Contempt

Jean-Luc Godard

1963

102 minutes

Wikipedia link

IMDB link

TV Tropes link

This is a Godard film starring Brigitte Bardot, Michel Piccoli, and believe it or not Jack Palance. It is one of those French New Wave films where you're going to spend a lot of time looking at the architecture, and the house Brigitte Bardot and Michel Piccoli share is an absolutely gorgeous space in which to stalk around arguing with your spouse.

You mostly know Jack Palance from Shane, which is not one of your favorite films. However, you absolutely do love him as the bad guy in it. He is delightfully menacing, and his moments on screen in that film were helpful to you in occasionally being a bad guy in real life. His character goads and taunts some idiot into drawing his gun as an excuse to shoot him. You weren't quite as much of a sociopath about this as your co-workers, but this strategy proved useful several times when dealing with unpleasant or difficult customers when you drove a taxi in particular. Your shadier co-workers would regularly pick fights with customers they didn't want to take out to the outskirts just as an excuse to ditch them on the street and pick up more lucrative calls. You rarely did this for such mercenary reasons, but for some terrible customers you would deliberately subtly escalate conflicts until they crossed some line (like swearing at you) so you would have an excuse to eject them. This was a perfectly blunt way of dealing with rude idiots whose bluster you didn't feel like tolerating on a stressful night, and it was a good way of blowing off steam.
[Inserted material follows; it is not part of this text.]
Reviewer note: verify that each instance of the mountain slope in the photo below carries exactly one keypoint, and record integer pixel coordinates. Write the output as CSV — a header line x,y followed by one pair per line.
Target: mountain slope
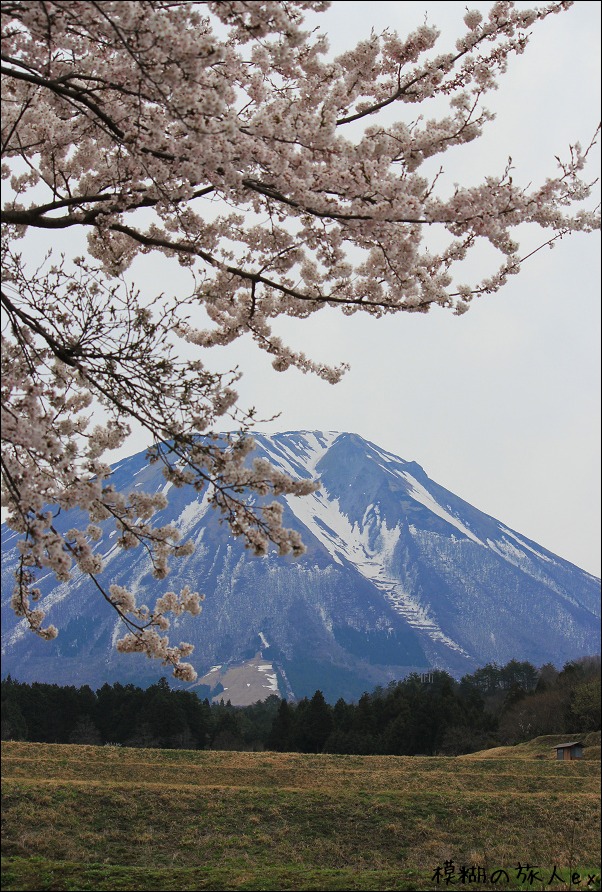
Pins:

Your more psychotic friends would sometimes goad fares into an actual fistfight just as an excuse to get into a scrap, which always seemed a bit counterproductive to you. There was enough conflict on the job where such opportunities arose naturally without inviting more.

You're usually a peacemaker and a de-escalator. And grey-rocking difficult people is usually your go-to option for dealing with idiots of all sort. But being able to goad someone into overreacting is a wonderfully essential tool to have in your toolbox when presented with assholes and bullies. This strategy serves you to this day, and you have Jack Palance to thank for it.